Former SULI intern continues to study plasma physics in the U.S. and abroad


Alex Tinguely

Internship program: SULI
Year: 2013
Undergraduate institution: Iowa State University
Major: Physics
Host DOE laboratory: Princeton Plasma Physics Laboratory (PPPL), Princeton, NJ
Mentor name: Arturo Dominguez

What was your research topic during your internship?
My SULI summer project was to construct a vacuum-compatible, electromagnetic "dust dropper" (like a fancy salt shaker) to drop fine silica grains into a glow discharge plasma. The resulting "dusty plasma" was similar to plasmas observed in outer space (in the interstellar medium) in which large particles (dust) become charged and interact with the background plasma.

What was it like coming to a National Lab for your internship?
Spending a summer on the Princeton University campus and at PPPL was a great experience for me. The friendships I made during my internship have continued to this day; some of us have even gone on to complete our PhDs in plasma physics together.

What do you currently do, and where do you hope your career takes you?
I am currently a postdoctoral associate funded by the MIT Plasma Science and Fusion Center, but stationed full-time at the Culham Centre for Fusion Energy in the UK. I hope to continue working toward fusion energy realization when my postdoc ends next year.

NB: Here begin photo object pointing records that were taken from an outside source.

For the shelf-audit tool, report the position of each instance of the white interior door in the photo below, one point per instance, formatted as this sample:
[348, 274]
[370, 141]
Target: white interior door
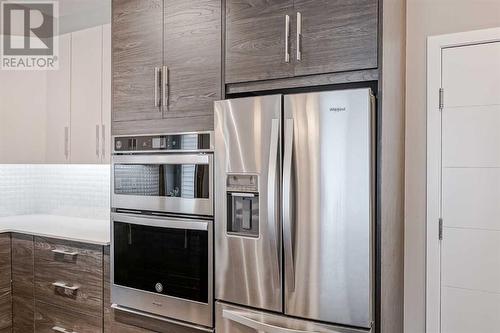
[470, 189]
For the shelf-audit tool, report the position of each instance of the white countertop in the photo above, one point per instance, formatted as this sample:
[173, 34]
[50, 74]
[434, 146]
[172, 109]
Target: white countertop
[62, 227]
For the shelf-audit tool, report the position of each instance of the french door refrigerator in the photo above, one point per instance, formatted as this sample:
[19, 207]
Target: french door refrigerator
[294, 222]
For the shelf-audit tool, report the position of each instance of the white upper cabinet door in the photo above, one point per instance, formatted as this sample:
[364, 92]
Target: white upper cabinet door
[106, 145]
[58, 106]
[86, 95]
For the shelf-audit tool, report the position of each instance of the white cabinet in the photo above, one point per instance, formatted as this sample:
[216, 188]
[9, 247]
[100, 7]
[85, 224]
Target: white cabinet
[86, 64]
[79, 99]
[57, 145]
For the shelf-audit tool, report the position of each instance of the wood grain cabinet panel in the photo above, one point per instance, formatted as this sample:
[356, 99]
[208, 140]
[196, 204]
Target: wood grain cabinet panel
[337, 35]
[23, 297]
[76, 268]
[48, 317]
[137, 40]
[255, 40]
[192, 53]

Think of a time you experienced success during your academic or professional career. What did this success look like?
I am particularly proud of the experience when I published my first paper as the first author. I had obtained some good experimental results on a topic slightly tangential to my main PhD thesis topic. Since it was not my primary focus, there was little external motivation to push the project forward toward publication, and this being my first paper, I had little-to-no experience. Therefore, I had to take charge and decide which analyses were sufficient for publication. This experience certainly helped me become a more independent researcher and not wait for others to make decisions for me.

Think of a time you experienced failure during your academic or professional. How did you feel at the time? How did you deal with the failure and work past it?
Each year, the MIT Plasma Science and Fusion Center holds a series of "pizza seminars" for PhD students to present their work. On the day of my talk, I realized that I had made a major error in my code. My seemingly stellar results were totally wrong. While, in hindsight, it probably would have been better to postpone the seminar, I instead spent every minute leading up to the presentation correcting my calculations and making new figures. Now my results were much less impressive, but they were correct. It was a humbling experience and perhaps lackluster presentation, but taught me the importance of being honest in my work.

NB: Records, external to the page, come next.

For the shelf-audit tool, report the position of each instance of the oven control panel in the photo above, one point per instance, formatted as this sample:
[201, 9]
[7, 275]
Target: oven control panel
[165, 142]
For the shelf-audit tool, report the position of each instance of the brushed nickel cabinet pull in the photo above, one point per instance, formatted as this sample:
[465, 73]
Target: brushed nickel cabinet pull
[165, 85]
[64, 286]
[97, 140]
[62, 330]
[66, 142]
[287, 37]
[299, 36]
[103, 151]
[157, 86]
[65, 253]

Did you make any important personal connections during your internship?
While learning from and interacting with the world-renowned scientists at PPPL was an invaluable experience, I actually valued the friendships I made with the other summer interns even more. From first-week study sessions to after-lunch basketball to Friday night crepes to NYC weekend trips, we had a blast inside and outside the lab. These friendships last to this day, and some of my friends are now my work colleagues.

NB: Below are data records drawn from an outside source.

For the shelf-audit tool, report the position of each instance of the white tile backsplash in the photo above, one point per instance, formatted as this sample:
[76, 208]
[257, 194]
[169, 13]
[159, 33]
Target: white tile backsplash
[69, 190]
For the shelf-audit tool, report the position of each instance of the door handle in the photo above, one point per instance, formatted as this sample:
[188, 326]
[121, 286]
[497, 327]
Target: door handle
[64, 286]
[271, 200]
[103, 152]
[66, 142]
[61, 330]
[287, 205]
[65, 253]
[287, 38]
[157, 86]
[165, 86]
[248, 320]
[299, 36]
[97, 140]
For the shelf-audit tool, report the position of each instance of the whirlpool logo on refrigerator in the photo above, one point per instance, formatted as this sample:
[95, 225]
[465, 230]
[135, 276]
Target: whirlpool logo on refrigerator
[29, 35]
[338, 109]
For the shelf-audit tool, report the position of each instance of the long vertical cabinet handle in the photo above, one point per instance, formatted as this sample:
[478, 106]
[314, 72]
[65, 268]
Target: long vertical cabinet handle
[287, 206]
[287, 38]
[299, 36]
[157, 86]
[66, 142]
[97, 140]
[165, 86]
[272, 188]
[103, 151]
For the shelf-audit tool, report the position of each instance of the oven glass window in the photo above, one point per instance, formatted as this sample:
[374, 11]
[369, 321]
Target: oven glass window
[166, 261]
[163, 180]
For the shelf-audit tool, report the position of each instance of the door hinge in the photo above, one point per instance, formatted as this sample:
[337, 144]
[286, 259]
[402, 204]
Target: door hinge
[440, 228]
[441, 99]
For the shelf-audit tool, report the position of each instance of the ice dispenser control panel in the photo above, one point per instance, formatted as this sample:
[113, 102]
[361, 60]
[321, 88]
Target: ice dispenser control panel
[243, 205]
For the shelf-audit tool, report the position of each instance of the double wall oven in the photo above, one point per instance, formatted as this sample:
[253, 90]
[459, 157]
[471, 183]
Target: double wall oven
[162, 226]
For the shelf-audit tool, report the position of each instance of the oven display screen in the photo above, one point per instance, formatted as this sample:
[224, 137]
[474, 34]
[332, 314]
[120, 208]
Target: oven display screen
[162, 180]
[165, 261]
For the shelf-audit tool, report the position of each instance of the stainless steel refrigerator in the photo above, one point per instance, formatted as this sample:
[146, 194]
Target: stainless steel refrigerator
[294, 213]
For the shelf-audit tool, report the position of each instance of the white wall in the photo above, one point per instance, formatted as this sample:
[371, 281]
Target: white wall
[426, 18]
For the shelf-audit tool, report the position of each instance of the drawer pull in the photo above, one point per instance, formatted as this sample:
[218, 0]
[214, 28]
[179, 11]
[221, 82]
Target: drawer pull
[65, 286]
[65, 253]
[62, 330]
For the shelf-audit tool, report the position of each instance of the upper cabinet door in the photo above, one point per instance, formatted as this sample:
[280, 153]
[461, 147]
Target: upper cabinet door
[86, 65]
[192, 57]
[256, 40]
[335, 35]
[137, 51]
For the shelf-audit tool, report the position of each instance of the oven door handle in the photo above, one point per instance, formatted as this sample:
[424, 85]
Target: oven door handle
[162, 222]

What are your values? How do express your values through your academic or professional career?
I value passion, teamwork, and diversity and inclusivity. Fusion energy is an ambitious goal and requires passionate people who are driven to make it a reality. In order to do this, we need to work as a team, and luckily the fusion community is global and collaboration is international. This team needs to be diverse, to find the best minds and see all viewpoints, but this can only be accomplished if the team is inclusive and open to all people and ideas.